Над станцией вновь, точно чудовищно огромные кометы, скрестились голубые лучи. Где-то совсем близко загремели зенитки.
— За мной! За мной! — командовал Самсонов.
Вот и вагоны, длинные, с широко распахнутыми дверями.
«Скорее, скорее… Уехать подальше… Не видеть, не слышать этого», — стучал в голове Кето тупой молоточек.
— Марья Андреевна… Стася… где вы? — крикнула она.
— Я здесь… — откликнулась Стася.
— Держите ребенка… Ради бога, держите ребенка, — откуда-то издалека посоветовала Марья Андреевна.
Кето вдруг почувствовала, что потеряла руку Марьи Андреевны. Ее сдавили какие-то женщины с узлами, жарко дыша ей в лицо. Становилось все темнее, и Кето не могла разглядеть их лиц. Ее охватил ужас.
— О, будь ты проклят! Будь проклят, антихрист!.. — раздался рядом пронзительный крик женщины.
И Кето при свете зеленоватой вспышки от стрелявшей неподалеку зенитки на какую-то долю секунды увидела перекошенное, точно гипсовое лицо, угрожающе поднятый кулак…
— Будь проклят!.. Будь проклят!.. — все громче выкрикивала обезумевшая женщина.
И в ту же минуту Кето услышала над головой раздирающий ушные перепонки свист и шум, похожий на шум быстро надвигающегося вихря.
«Что это так шумит?» — слабо засветилась в ее мозгу мысль и мгновенно потухла…

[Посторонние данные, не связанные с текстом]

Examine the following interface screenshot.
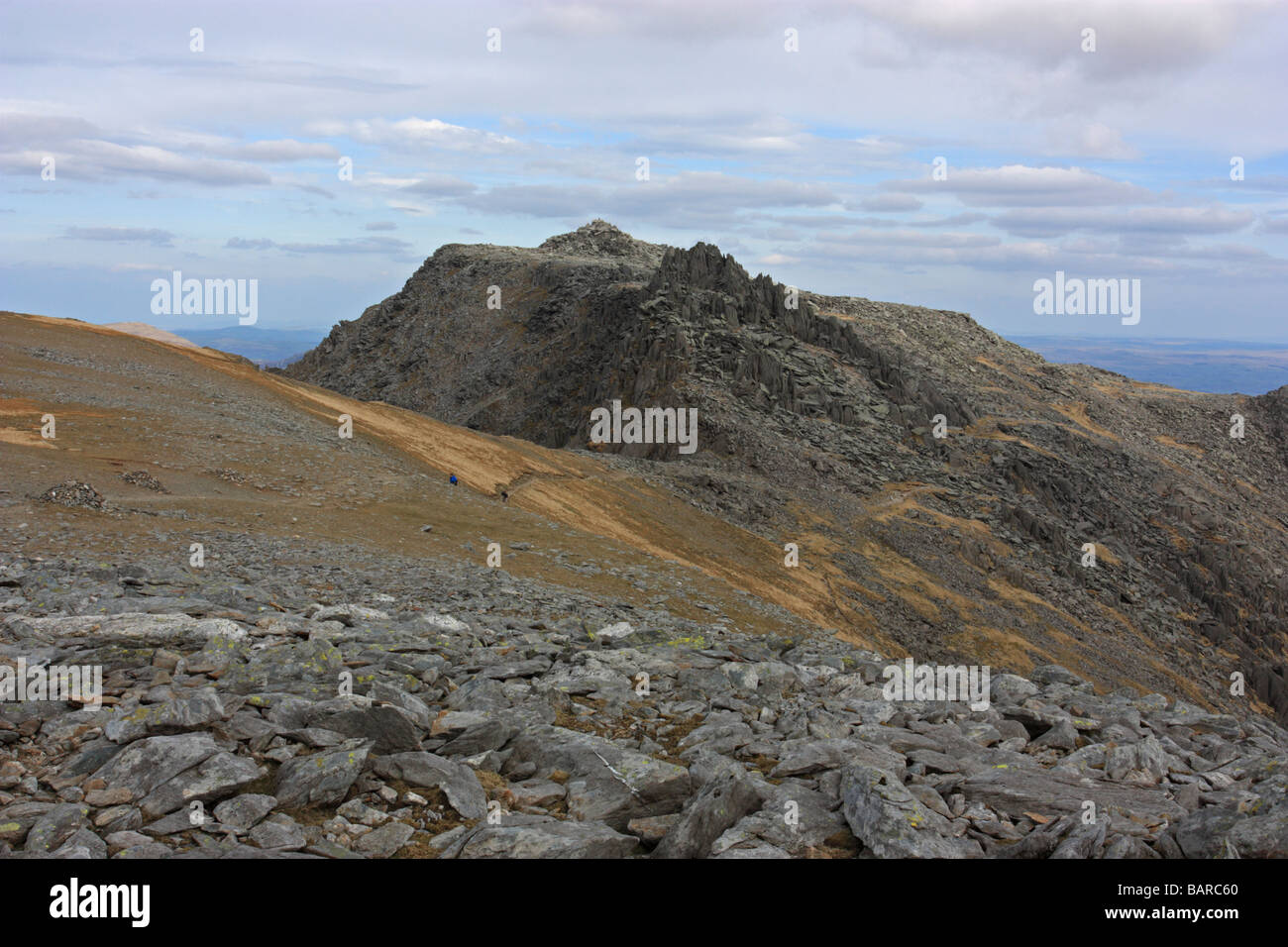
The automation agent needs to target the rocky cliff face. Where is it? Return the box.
[287,222,1288,719]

…Выбеленные известью кирпичные своды открылись перед замутненным взором Кето. Тусклая электрическая лампочка освещала их. Там, где своды сходились со стеной, колыхалась черная паутина. Кето смотрела на эту паутину, и тонкие черные брови ее напряженно сдвигались. Странный смешанный запах иода и спирта тяжело висел в воздухе. И чем шире раскрывались ее живые, горячие глаза, тем острее был этот запах, и ощущение чугунной тяжести в голове, во всем теле, мутящая тошнота, сжимавшая горло, становились неотвратимее.

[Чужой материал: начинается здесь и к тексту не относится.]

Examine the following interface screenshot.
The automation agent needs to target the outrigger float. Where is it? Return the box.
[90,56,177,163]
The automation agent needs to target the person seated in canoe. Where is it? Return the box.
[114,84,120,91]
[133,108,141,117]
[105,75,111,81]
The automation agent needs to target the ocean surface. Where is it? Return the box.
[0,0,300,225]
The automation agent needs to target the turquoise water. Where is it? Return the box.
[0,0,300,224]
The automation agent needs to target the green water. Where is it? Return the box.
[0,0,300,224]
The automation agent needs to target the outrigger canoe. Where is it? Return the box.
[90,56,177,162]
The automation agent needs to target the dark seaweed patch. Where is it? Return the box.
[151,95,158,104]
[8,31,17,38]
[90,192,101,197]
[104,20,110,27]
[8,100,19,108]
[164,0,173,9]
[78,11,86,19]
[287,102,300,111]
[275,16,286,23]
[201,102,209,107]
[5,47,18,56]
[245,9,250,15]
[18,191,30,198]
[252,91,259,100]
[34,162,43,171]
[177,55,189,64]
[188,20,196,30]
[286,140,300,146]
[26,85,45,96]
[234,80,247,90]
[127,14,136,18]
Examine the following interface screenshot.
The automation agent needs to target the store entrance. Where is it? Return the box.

«Это все тот же нехороший сон», — подумала Кето. И вдруг словно яркий луч озарил ее мозг. Она вскрикнула.
Перед ней раскрылось все сразу: и то, что она лежала на каких-то носилках с вытянутыми вдоль туловища руками (такие же носилки стояли рядом), и закопченный, затканный паутиной кирпичный свод, и мерклый свет, и чьи-то стоны, и лицо женщины в больничном халате…
— Где мой ребенок? — тихо и жалобно спросила Кето и нашла в себе силы, чтобы привстать на локте. Она продолжала напрягать память. Это было видно по ее ищущим, беспокойным глазам.

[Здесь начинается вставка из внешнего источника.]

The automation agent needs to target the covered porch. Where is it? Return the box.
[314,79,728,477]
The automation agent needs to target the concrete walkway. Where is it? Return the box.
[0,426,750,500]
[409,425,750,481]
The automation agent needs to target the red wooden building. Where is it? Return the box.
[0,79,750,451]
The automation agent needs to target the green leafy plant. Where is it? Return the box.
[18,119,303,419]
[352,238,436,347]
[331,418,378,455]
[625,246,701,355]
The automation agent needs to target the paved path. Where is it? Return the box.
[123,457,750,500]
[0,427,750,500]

Женщина в халате ласково смотрела на нее. Она не знала, что отвечать этой неизвестной красивой женщине. Кето, окровавленную, в разорванном платье, с тяжелым ранением левой ноги, вместе с другими ранеными, изуродованными мужчинами и женщинами, принесли сюда, в бомбоубежище, бойцы местной противовоздушной обороны. Ребенка с ней не было.
— Лягте, лягте, — попросила фельдшерица. — Успокойтесь.
Она попыталась уложить Кето, но та упиралась. Вот она увидела свое разорванное платье, кровь, увидела рядом с собой стонущих, взывающих о помощи людей, и глаза ее загорелись безумным блеском.
Она с отчаянной настойчивостью повторила вопрос: где ребенок? Куда девали ребенка? Где Стася, Иван Егорович, Марья Андреевна? Фельдшерица не хотела лгать и выдумывать. Она не видела никакого ребенка, не знала ни Стаси, ни Ивана Егоровича, ни Марии Андреевны. Может быть, они тут, в подвале, ведь здесь такая масса раненых людей. Прошло полчаса, как кончилась бомбежка, а их все носят со станции бойцы противовоздушной обороны…
Сердце фельдшерицы словно окаменело. Бог знает, как она будет работать, хватит ли у нее сил: так у нее дрожат руки, и крови вокруг столько, что она ничего подобного не видела за всю свою жизнь.